酔雲庵


戦国草津温泉記・湯本善太夫

(2007年改訂版)

井野酔雲





飄雲庵




 あの男が草津にやって来た。

 あの男が来てから、(いくさ)が始まった。

 善太夫(ぜんだゆう)が十二歳の時だった。

 当時、まだ、善太夫とは名乗っていない。

 湯本次郎と呼ばれ、大叔父、成就院(じょうじゅいん)のもとで武芸の修行に励んでいた。

 天文(てんぶん)十一年(1542年)の夏の初めの事である。

 次郎がその男を見たのは、草津の入り口にある白根明神の境内であった。

 当時、白根神社は現在の運動茶屋公園から草津小学校にかけての一帯にあった。
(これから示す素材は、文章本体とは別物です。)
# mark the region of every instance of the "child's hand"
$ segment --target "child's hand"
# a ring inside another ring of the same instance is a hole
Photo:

囲山(かこいやま)公園の地に移ったのは明治に入ってからの事である。

 広い境内には宿坊(しゅくぼう)がいくつも建ち並び、大勢の山伏(やまぶし)たちが修行に励んでいた。次郎の大叔父、成就院も白根明神に仕える山伏だった。

 次郎は武芸の師匠である円覚坊(えんがくぼう)という山伏を相手に剣術の稽古をしていた。
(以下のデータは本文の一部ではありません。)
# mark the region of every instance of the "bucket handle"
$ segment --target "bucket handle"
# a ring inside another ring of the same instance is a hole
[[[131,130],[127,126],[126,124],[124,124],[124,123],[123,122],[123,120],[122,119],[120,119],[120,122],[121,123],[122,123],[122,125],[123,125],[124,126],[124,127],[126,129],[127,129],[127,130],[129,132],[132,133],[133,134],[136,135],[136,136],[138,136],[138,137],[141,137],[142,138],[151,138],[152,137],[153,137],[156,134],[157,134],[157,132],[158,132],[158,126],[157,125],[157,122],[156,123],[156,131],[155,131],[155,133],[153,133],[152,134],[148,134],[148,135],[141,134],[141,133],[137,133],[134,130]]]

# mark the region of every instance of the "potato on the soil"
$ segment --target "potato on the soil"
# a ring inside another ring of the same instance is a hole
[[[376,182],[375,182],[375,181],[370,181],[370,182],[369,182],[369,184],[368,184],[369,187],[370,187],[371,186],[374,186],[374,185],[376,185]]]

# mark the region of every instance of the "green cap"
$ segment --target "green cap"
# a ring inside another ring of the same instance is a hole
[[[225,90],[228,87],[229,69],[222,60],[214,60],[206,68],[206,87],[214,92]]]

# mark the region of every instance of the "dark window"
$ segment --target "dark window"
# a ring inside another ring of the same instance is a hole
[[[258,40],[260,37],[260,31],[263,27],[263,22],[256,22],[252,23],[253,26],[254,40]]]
「エーイ!」と汗びっしょりの次郎は、円覚坊に向かって木剣を打った。

 円覚坊は簡単に次郎の木剣を避けると、「それまで」と言って、鳥居の方を眺めた。

 見慣れない武士が鳥居の下で馬を降りていた。

真田弾正忠(さなだだんじょうちゅう)じゃ」と円覚坊は言った。

 次郎には、その真田弾正忠という武士が何者なのか分からなかったが、弾正忠と一緒にいる鎌原筑前守(かんばらちくぜんのかみ)は知っていた。筑前守は次郎の伯父であった。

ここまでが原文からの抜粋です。